But how does one motivate and compensate both distributor and manufacturers’ rep salespeople for business that is outsourced or moved outside of their primary sales regions? The answer has primarily been a split commission program, but not enough progress has been made toward a system that rewards opportunity development that leads to a design registration and compensates everyone appropriately.

Distributors may eventually see the quote opportunities emerge from wherever the purchase is taking place, but for reps, if they don’t get the sales in their territory or spend an inordinate amount of time chasing down information, they lose. If distributors can work with reps to supply information that results in reps getting their deserved credit, they emerge as more advantageous partners.

A quality program starts by addressing the sales process from inception to production. The market today is demanding more specialization and specialization costs money. A comprehensive splits program allows for more specialization within the sales team, working backroom engineering while addressing the customer’s point of purchase. Plans should be commensurate with the contributions of each member with design efforts receiving the majority of the reward, but plans should also recognize the service levels required for fulfillment.

Detailed reporting becomes the next pillar of an effective program. The process must allow for early communication, from the team working the design end to the team that will eventually service the business. This is critical in creating customer engagement and future supply chain programs.

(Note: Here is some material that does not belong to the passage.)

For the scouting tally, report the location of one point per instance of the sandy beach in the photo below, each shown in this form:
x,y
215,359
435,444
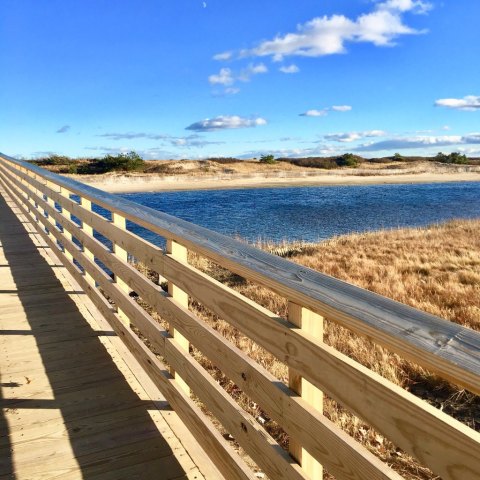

The ability to track and reward this design effort without burdening the salesperson with over-documentation allows for more selling time and, therefore, more engaged salespeople. As a distributor, the demand creation aspect of the business often times is a team effort with manufacturers’ representative partners. Manufacturers’ representatives value distributors who cover OEMs where design work is done. The ability of a distributor to provide detailed reporting to a manufacturers’ rep ensures that partners can track business they’ve participated in creating as POS reporting generally lags real time shipments to the customer.

A robust CRM is a critical tool in a split commission program, offering functionality to follow and communicate the work throughout the design process and track book to win business. This is especially so given that organizations may have multiple sales representation involved in a program. With field and inside sales representatives, sales specialists and manufacturers’ representatives all potentially involved in the design to fulfillment process, a distributor’s CRM needs to provide detailed reporting and the necessary tracking to properly compensate all contributors to the win. All of these people involved in the design must be part of the communication flow, and all must be in position to update the opportunity as it develops. To facilitate this, the distributor CRM must contain a base of data of assigned personnel, including the rep in the territory, and the specific folks, both at the rep and distributor, assigned to the OEM and CEM. Also included must be any specialized sales team such as sales engineering or field application engineering, the inside sales team and the managers of all those assigned. When this is done properly and the data are maintained, information flows easily and is inclusive to all the key parties. It also sets up the next evolution, where ideally this information can be provided on distributors POS reports to suppliers.

The sales process can be complex. Take the time to connect the selling strategy dots to engage and reward the sales team. It will definitely pay off in the end.